For all his talk of fiscal conservationism on the national stage, Texas Gov. Rick Perry (R) hasn’t been so parsimonious at home, where his state is racking up debt at a faster rate than the national government and in greater amounts than most other states. Perry regularly attacks President Obama for engaging in “too much spending” and running up too much debt, but as the Fort Worth Star-Telegram’s Mitchell Schnurman writes today, Texas’ refusal to raise taxes has led to its own debt ballooning faster than Washington’s:
From 2001 to 2010, state debt alone grew from $13.4 billion to $37.8 billion, according to the Texas Bond Review Board. That’s an increase of 281 percent. Over the same time, the national debt rose almost 234 percent. […]
Still, the trend is undeniable. While Texas lawmakers have refused to raise taxes — and often criticize Washington for borrowing and spending — the state has been paying for much of its expansion with borrowed money.
While the state has had to borrow for infrastructure building to keep up with rapid population growth, as Schnurman points out, Texas didn’t have two wars, the budget-busting Bush tax cuts, recession-combating measurs, and other big-ticket national expenditures. And Texas’ “borrowing isn’t slowing.”

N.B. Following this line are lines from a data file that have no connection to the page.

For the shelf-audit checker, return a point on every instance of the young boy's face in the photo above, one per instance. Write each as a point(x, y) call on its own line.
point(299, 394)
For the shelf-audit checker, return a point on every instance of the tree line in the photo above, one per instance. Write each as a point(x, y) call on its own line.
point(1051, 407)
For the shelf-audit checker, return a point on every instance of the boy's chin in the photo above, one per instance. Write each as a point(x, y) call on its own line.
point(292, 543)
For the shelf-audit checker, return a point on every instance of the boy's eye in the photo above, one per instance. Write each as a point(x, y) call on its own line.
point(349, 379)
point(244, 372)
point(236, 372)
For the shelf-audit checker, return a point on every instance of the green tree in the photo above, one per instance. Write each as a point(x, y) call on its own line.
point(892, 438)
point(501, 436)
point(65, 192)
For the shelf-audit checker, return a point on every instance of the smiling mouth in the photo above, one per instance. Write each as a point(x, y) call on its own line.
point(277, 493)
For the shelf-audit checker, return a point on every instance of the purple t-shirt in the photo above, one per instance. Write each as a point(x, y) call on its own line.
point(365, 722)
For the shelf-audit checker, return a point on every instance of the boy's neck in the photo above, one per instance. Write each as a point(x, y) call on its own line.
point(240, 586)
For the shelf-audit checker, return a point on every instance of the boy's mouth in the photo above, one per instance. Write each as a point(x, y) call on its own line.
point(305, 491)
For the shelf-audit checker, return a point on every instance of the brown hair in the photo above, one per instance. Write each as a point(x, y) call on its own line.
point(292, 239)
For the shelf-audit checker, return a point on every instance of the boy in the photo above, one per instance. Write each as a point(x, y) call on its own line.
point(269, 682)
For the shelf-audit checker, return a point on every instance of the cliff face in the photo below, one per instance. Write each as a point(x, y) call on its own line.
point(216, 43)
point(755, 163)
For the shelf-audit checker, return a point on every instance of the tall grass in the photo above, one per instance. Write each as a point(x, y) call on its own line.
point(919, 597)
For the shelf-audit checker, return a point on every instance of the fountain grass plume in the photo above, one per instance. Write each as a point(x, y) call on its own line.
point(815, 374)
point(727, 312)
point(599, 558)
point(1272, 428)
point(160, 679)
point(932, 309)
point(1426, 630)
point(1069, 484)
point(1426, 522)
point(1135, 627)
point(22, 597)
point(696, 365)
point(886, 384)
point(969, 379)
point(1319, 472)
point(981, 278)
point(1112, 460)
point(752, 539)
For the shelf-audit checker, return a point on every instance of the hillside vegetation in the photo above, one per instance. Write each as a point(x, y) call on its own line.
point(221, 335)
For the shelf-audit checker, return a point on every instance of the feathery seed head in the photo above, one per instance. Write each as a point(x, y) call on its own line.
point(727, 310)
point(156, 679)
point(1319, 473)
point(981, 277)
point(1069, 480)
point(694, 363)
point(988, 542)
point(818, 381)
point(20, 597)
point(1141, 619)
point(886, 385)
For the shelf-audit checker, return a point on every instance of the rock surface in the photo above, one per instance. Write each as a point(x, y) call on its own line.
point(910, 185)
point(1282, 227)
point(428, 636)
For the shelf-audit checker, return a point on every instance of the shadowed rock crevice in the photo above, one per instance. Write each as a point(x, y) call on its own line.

The state’s debt belies Perry’s boisterous rhetoric on his economic stewardship. While conservatives boast of Perry’s “Texas miracle,” California, which Perry often bashes as the antithesis of his approach, has seen faster GDP per capita growth than Texas under Perry. Meanwhile, Texas’ obstinate refusal to raise taxes helped create the largest budget shortfall in the state’s history, leading to devastating cuts to government services — one town had to lay off its entire police force — and Perry using budget gimmicks and federal stimulus dollars to balance his budget.